New Italian govt vows to create jobs, deport migrants

New Italian govt vows to create jobs, deport migrants

New Italian govt vows to create jobs, deport migrants

An anti-establishment government will be sworn in Friday in Italy after a last-ditch coalition deal was hammered out to end months of political deadlock, narrowly avoiding snap elections in the eurozone's third largest economy.

The 53-year-old academic heads a government of ministers from the anti-establishment Five Star Movement (M5S) and the far-right League Party, the first populist coalition in a founding European Union member.

Prime Minister-designate Giuseppe Conte initially dropped his bid to lead a coalition after President Sergio Mattarella blocked Conte's initial choice for economy minister because of his euroskeptic views, which cast doubt on the ability of parties to form a government.

Italy's inconclusive parliamentary election in March produced months of political stalemate before Mattarella asked Conte to try to form a government.

Conte, 53, who has been criticised as being a "Mr Nobody", named hardline anti-migrant Salvini as interior minister, while Di Maio will become minister for economic development.

Mr Salvini pointed to polls showing support for his party up ten per cent since March 4 elections left Italy without a working government.

Euroskeptic politicians cheered and Milan's stock index rose Friday after Italy's populists staved off the threat of a new election and formed western Europe's first populist government with a last-minute compromise. They made a decision to join their forces after emerging as the two most voted parties.

Conte, a law professor plucked from relative obscurity to head an unlikely governing alliance of the anti-establishment 5-Star Movement and League, said the celebrations Saturday transcended all the tensions of recent days.

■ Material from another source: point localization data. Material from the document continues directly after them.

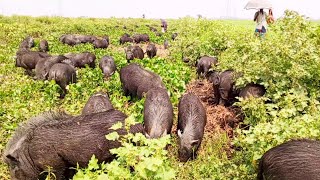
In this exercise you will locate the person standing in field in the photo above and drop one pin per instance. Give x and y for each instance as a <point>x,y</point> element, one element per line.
<point>260,18</point>
<point>164,25</point>
<point>270,18</point>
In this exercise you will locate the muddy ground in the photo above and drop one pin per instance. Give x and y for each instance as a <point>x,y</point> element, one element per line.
<point>220,119</point>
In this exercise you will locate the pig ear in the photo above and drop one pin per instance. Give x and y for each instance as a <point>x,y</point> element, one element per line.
<point>194,142</point>
<point>11,158</point>
<point>216,80</point>
<point>147,136</point>
<point>164,133</point>
<point>179,133</point>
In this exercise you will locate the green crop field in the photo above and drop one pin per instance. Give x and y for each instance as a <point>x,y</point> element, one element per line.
<point>286,61</point>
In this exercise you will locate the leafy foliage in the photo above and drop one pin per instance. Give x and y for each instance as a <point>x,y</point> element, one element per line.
<point>286,62</point>
<point>138,158</point>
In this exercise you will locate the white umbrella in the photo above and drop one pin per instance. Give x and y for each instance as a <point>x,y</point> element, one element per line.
<point>258,4</point>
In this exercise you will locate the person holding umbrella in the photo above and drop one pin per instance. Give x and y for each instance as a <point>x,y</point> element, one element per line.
<point>260,17</point>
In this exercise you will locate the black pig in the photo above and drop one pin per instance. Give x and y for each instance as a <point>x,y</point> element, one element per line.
<point>43,46</point>
<point>125,38</point>
<point>225,84</point>
<point>29,59</point>
<point>101,43</point>
<point>158,113</point>
<point>294,160</point>
<point>192,119</point>
<point>136,80</point>
<point>134,52</point>
<point>151,50</point>
<point>63,74</point>
<point>27,43</point>
<point>98,102</point>
<point>255,90</point>
<point>107,66</point>
<point>81,59</point>
<point>204,64</point>
<point>174,36</point>
<point>137,38</point>
<point>43,66</point>
<point>61,141</point>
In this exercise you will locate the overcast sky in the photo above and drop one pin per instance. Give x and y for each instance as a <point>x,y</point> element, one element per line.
<point>151,8</point>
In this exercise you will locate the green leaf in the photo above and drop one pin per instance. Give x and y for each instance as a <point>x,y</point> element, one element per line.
<point>116,126</point>
<point>112,136</point>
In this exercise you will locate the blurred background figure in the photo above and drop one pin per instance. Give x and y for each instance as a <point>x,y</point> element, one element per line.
<point>260,17</point>
<point>164,25</point>
<point>270,18</point>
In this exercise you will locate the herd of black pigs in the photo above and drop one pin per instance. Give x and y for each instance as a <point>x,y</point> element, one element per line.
<point>46,140</point>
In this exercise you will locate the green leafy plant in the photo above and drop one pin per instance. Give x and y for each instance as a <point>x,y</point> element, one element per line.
<point>137,158</point>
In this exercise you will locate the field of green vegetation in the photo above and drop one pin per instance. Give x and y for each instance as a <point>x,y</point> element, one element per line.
<point>286,62</point>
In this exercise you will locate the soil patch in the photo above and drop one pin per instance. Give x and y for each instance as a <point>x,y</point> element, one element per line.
<point>219,118</point>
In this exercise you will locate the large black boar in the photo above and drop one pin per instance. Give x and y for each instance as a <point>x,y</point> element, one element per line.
<point>43,46</point>
<point>134,52</point>
<point>174,36</point>
<point>158,113</point>
<point>204,64</point>
<point>225,84</point>
<point>151,50</point>
<point>137,38</point>
<point>294,160</point>
<point>192,119</point>
<point>27,43</point>
<point>166,44</point>
<point>101,43</point>
<point>43,66</point>
<point>125,38</point>
<point>98,102</point>
<point>61,141</point>
<point>29,59</point>
<point>69,39</point>
<point>82,59</point>
<point>136,81</point>
<point>213,77</point>
<point>254,90</point>
<point>164,25</point>
<point>87,38</point>
<point>107,66</point>
<point>63,74</point>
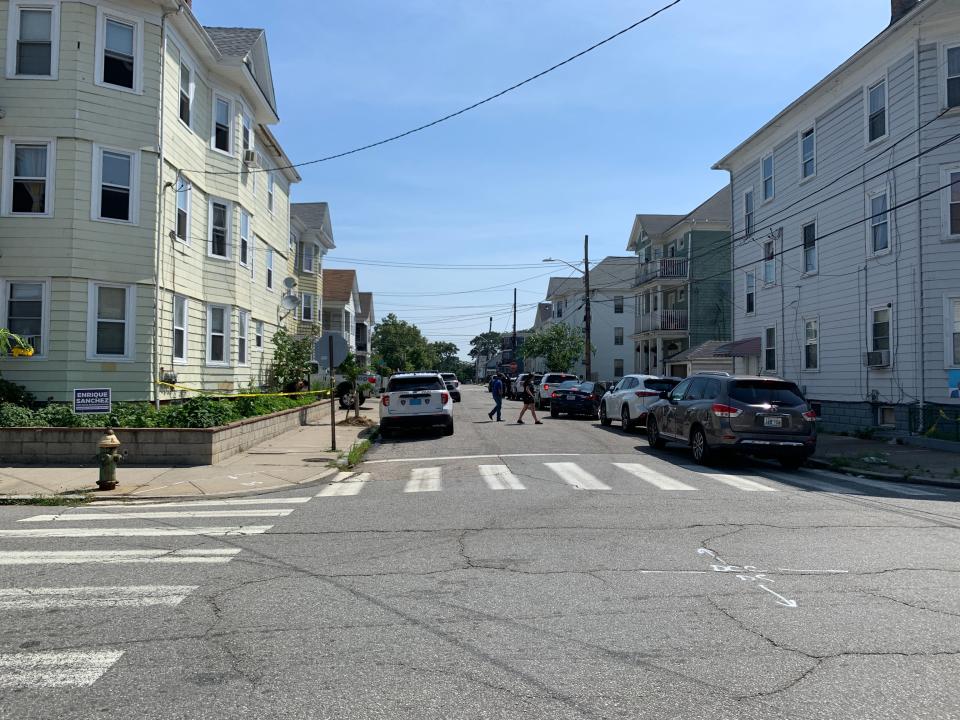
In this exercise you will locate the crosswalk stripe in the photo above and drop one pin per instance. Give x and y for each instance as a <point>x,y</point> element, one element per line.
<point>351,485</point>
<point>499,477</point>
<point>90,597</point>
<point>84,557</point>
<point>57,532</point>
<point>656,479</point>
<point>156,515</point>
<point>424,480</point>
<point>576,476</point>
<point>55,669</point>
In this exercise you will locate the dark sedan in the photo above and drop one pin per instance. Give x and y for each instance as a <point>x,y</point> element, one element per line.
<point>576,398</point>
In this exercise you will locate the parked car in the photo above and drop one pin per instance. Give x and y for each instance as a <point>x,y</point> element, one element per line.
<point>575,398</point>
<point>453,385</point>
<point>419,400</point>
<point>545,386</point>
<point>717,412</point>
<point>629,400</point>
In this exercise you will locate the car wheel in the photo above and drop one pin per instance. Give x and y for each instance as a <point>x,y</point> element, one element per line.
<point>699,447</point>
<point>653,434</point>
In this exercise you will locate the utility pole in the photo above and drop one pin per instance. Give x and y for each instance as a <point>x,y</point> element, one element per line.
<point>586,306</point>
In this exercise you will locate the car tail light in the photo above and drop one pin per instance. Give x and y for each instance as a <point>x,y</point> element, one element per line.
<point>721,410</point>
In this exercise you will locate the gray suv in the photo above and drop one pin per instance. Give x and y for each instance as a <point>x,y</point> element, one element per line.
<point>717,412</point>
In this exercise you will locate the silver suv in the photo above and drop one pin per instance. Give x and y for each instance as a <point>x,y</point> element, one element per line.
<point>717,412</point>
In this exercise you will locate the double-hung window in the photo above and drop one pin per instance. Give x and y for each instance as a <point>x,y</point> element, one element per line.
<point>110,322</point>
<point>219,240</point>
<point>179,329</point>
<point>28,177</point>
<point>811,346</point>
<point>808,153</point>
<point>809,232</point>
<point>877,111</point>
<point>115,179</point>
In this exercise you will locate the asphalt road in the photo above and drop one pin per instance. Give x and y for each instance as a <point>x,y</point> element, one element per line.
<point>543,571</point>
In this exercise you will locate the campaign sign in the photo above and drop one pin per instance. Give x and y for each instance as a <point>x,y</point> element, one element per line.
<point>92,400</point>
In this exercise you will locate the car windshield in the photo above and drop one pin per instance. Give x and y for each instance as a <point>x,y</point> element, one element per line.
<point>413,384</point>
<point>766,392</point>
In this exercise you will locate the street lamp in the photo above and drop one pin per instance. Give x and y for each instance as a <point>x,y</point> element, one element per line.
<point>586,301</point>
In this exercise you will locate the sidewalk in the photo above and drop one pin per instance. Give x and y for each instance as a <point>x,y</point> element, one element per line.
<point>298,457</point>
<point>887,460</point>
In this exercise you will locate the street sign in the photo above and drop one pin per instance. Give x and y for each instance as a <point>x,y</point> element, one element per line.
<point>320,349</point>
<point>92,400</point>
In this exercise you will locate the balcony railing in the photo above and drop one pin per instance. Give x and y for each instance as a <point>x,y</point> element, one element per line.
<point>662,320</point>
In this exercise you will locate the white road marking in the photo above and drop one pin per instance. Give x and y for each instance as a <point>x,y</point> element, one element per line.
<point>499,477</point>
<point>576,476</point>
<point>227,531</point>
<point>76,516</point>
<point>352,485</point>
<point>112,557</point>
<point>653,477</point>
<point>55,669</point>
<point>93,597</point>
<point>424,480</point>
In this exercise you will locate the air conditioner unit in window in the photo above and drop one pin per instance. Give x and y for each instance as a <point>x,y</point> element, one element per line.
<point>876,358</point>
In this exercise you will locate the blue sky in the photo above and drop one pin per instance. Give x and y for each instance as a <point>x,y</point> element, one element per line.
<point>632,127</point>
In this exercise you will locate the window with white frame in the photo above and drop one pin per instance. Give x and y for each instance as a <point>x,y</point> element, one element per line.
<point>809,232</point>
<point>33,39</point>
<point>25,313</point>
<point>770,349</point>
<point>28,175</point>
<point>243,322</point>
<point>811,344</point>
<point>879,223</point>
<point>219,240</point>
<point>115,177</point>
<point>767,173</point>
<point>877,111</point>
<point>180,338</point>
<point>110,322</point>
<point>808,153</point>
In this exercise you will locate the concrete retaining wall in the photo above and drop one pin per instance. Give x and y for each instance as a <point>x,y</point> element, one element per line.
<point>153,446</point>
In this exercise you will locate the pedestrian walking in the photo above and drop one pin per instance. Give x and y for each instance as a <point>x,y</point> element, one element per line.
<point>496,389</point>
<point>528,401</point>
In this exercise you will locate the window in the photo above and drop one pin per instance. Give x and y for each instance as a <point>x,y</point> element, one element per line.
<point>879,223</point>
<point>219,241</point>
<point>110,322</point>
<point>811,349</point>
<point>115,183</point>
<point>218,334</point>
<point>179,329</point>
<point>243,321</point>
<point>29,177</point>
<point>770,349</point>
<point>222,123</point>
<point>953,77</point>
<point>767,172</point>
<point>809,232</point>
<point>24,313</point>
<point>877,111</point>
<point>808,153</point>
<point>306,307</point>
<point>880,329</point>
<point>769,262</point>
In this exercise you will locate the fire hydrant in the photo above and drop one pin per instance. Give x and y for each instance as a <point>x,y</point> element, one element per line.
<point>109,457</point>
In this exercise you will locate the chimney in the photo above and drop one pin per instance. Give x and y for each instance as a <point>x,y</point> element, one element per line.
<point>899,8</point>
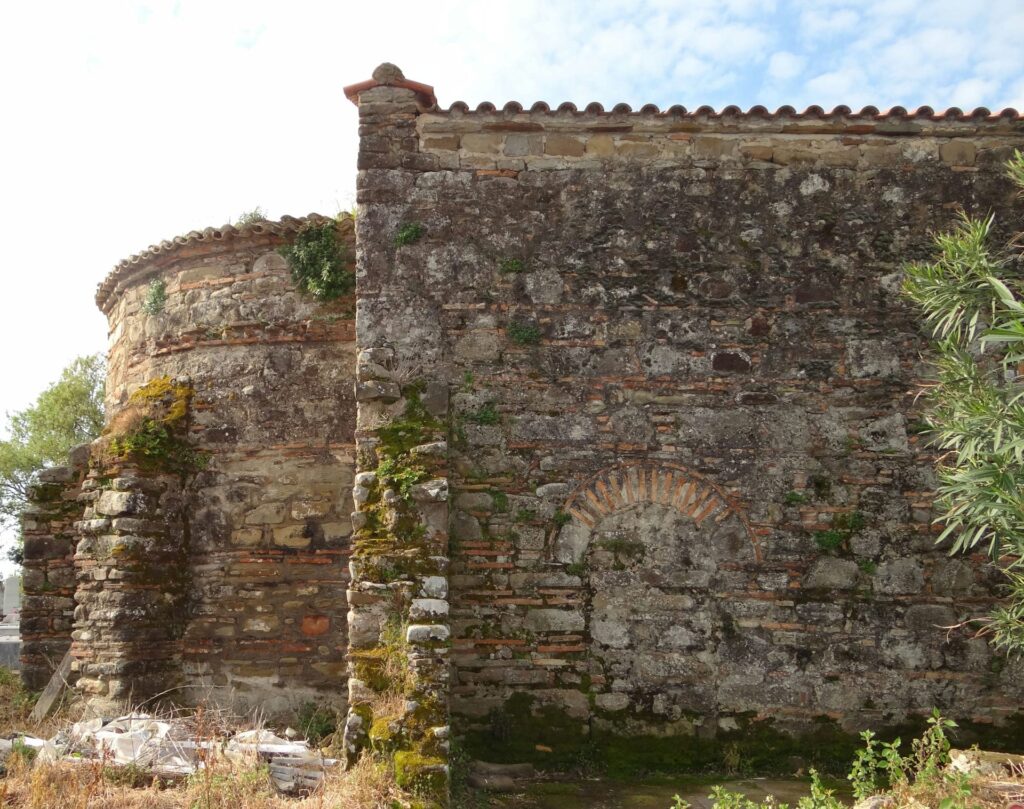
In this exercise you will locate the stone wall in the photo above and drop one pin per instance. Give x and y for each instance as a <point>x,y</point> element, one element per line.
<point>257,588</point>
<point>48,571</point>
<point>687,490</point>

This, along with claims by President of the European Commission Jean-Claude Juncker that Italy needs "more work; less corruption; [and] seriousness" rather than less EU nearly guarantee that Rome and Brussels will come into conflict sooner rather than later.

Both Luigi di Maio, leader of M5S and League chief Matteo Salvini reacted with fury at Mattarella's decision to block their nomination for Finance Minister.

The new finance minister, Giovanni Tria, told reporters inside the palace that "no political party wants Italy out of the euro". Salvini has campaigned on the promise of mass deportations of migrants and said a new government would build detention centres around Italy.

After the initial attempt to form a government failed, Mattarella picked Carlo Cottarelli as interim prime minister.

Among members of the new government is economist Paolo Savona, who created a plan for Italy's departure from the common currency.

"They are both led by young and ambitious leaders who share prime-ministerial ambitions".

"In a conference earlier on Thursday, the president of the European Commission, Jean-Claude Juncker, was reported saying that Italians had to work more and fight corruption to improve the situation in the country's impoverished south".